Configure your firewall
- Many Linux clusters communicate across a private network and therefore firewall security may not be required. If no firewall is in use in your network, this step may be skipped.
- The MPI processes communicate using a range of ports. It's easiest to simply disable the firewall on all nodes. An alternate solution is to configure MPI to use a specific range of ports, then create exceptions for those ports. See your MPI's documentation for details.
- If you want to leave the firewall turned on, two additional firewall exceptions are required:
- In some configurations, MPI requires the use of the SSH programs to start remote processes on the compute nodes during parallel execution. Ensure that the SSH port 22 is allowed to accept incoming TCP/IP connections on all of your compute nodes.
- Open/allow the TCP ports used by FlexLM. See FlexLM Configuration for details.
Shared network storage
When running a distributed job with MPI, the MPI process with Rank 0 is responsible from reading the project file from the disk. As long as you ensure that the localhost that has access to the simulation file is the first to appear in the host-list, the MPI process with Rank 0 should be launched on that node. When running concurrent jobs (eg. sweeps), the files are created on the local machine, but the job (Rank 0) is launched on a remote node, and these nodes will need access to the simulation file. The simple solution to both these problems is to set up shared network storage (or if that is not possible, we do support S3 storage). This shared storage must be accessible to all nodes under the same path or drive mapping. This will allow access to your simulation files from any node using the same path or Windows UNC pathname.
For example, you have the network storage location.
\\server\public\sims
- Mapping the above network path to the same drive letter on your Windows computers.
Drive X:\
- Mounting the network path under one location.
/mnt/shared/lumerical
On many Linux cluster/networks, each User's home directory is a network file system and is common to all nodes. If this is the case you may use your home directory to store your simulation files. For more information on creating a network file systems, see your operating system documentation.
Configure login credentials
Windows
- Your user account should have a unique username and a password.
- We do not recommend using the default Administrator account on windows.
- When using Intel MPI, register user credentials as shown here.
- For MPICH2 (deprecated), set the login credentials as shown here.

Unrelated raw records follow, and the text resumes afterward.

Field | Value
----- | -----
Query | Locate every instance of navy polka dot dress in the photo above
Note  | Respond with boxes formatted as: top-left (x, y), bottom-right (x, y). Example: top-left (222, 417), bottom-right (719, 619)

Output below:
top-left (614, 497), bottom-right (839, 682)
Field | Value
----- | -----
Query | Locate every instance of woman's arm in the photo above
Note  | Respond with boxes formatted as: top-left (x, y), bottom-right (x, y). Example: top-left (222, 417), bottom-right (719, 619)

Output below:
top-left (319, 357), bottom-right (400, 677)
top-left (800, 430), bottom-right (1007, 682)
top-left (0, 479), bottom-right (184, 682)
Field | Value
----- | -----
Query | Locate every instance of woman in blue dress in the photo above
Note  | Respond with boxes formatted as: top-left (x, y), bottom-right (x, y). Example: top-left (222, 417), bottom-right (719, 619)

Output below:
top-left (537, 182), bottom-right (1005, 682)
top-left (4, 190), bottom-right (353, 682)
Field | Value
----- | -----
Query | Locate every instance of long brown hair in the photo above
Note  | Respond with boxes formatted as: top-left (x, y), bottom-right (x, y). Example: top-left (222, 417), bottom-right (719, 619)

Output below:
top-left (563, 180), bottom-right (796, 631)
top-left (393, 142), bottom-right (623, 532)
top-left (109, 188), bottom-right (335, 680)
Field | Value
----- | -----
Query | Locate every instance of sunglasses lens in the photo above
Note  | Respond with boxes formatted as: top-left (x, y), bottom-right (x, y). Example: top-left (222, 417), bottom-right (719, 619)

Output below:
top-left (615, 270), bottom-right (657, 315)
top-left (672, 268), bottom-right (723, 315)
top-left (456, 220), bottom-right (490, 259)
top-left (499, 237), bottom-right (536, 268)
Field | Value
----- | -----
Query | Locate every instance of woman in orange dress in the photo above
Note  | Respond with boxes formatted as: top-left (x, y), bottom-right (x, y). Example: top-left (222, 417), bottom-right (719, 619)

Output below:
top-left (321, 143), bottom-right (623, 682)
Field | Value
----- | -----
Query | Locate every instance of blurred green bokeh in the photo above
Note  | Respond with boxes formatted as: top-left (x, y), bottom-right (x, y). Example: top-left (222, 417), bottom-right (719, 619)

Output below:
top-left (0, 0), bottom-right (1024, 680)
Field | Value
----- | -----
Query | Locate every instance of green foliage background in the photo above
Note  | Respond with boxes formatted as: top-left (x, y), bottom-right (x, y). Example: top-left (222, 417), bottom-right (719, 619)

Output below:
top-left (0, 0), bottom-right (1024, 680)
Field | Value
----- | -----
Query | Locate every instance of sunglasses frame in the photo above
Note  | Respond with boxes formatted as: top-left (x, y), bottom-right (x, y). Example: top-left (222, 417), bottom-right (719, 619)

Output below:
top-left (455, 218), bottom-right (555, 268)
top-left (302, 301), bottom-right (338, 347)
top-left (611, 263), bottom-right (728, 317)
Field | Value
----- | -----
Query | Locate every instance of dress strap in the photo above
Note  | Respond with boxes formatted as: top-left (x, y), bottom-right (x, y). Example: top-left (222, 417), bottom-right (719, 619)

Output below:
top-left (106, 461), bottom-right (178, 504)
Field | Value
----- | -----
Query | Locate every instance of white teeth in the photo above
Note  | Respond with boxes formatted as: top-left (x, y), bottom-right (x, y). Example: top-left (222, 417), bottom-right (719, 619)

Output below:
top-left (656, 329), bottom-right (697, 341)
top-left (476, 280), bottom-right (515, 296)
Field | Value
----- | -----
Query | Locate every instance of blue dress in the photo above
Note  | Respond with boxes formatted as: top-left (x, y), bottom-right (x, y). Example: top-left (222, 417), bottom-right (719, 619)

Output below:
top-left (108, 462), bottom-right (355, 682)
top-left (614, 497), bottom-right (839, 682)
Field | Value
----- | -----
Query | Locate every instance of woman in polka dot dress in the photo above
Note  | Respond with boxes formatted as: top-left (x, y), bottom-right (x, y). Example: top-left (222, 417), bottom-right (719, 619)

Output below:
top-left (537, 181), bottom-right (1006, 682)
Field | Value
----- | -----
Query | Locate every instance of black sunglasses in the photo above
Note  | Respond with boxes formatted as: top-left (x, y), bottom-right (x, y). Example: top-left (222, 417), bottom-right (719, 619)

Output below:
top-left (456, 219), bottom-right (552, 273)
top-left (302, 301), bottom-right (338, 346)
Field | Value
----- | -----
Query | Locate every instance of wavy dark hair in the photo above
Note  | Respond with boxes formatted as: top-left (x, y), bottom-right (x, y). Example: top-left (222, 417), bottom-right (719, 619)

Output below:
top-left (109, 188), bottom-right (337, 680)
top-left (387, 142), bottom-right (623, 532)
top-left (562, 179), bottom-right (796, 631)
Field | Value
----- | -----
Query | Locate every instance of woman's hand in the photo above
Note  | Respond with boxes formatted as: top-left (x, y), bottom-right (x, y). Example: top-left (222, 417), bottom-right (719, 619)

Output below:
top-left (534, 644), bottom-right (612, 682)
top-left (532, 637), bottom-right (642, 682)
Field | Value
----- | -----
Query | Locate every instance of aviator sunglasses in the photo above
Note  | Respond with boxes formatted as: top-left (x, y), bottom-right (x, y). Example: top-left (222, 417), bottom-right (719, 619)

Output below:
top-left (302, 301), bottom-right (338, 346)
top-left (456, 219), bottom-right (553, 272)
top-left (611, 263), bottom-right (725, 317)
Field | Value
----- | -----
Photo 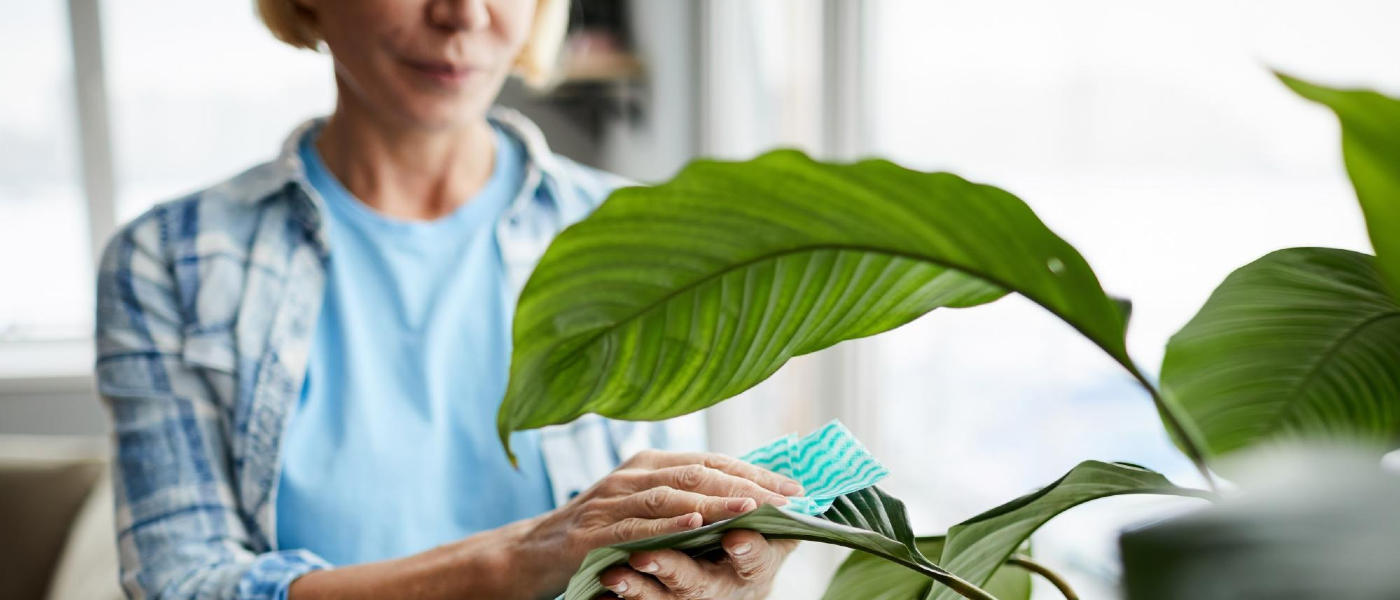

On Windows, use either MPICH2 or Intel MPI as the Job launching preset. Microsoft MPI or Local Computer are used when running only on the local machine.
Linux
Configure your compute nodes to allow remote login without a password, as the version of MPICH2 included with the installation package uses SSH to start remote jobs. If this is not configured, the user will have to type their password each time MPICH2 is called to run the simulation.
Creating a passwordless SSH login
- On your primary computer, enter the following commands to create a set of ssh keys.
$ ssh-keygen -t rsa
$ cd ~/.ssh
$ cat >> authorized_keys < id_rsa.pub - Press enter several times to accept all the defaults and an empty passphrase.
- This creates your public/private keys and saves them in your home directory
$HOME/.ssh
- Next, you must place your public key in the text file $HOME/.ssh/authorized_keys on each compute node
$ ssh <node name> "mkdir -p ~/.ssh; chmod 700 ~/.ssh"
$ cat ~/.ssh/id_rsa.pub | ssh <node name> "cat >> ~/.ssh/authorized_keys"
$ ssh <node name> "chmod 700 ~/.ssh/authorized_keys"
$ ssh <node_name>
Notes: Shared network file system
|
Install Lumerical on a shared filesystem
See Shared filesystem installation on Linux for details.
Configure license
See Global license configuration on a shared filesystem for details.
Configure resources
- Open the Lumerical software.
- Open Resource Configuration.
- on MODE and DEVICE, resources are configured on a per-solver basis (a tab for each solver),
- varFDTD and FDTD allows for parallel computing and changing the number of (MPI) processes
- 'Add' or 'Duplicate' a resource to the list.
- If you have a Job Scheduler installed on your cluster see: Job scheduler integration - resource configuration
- Edit each resource property as needed.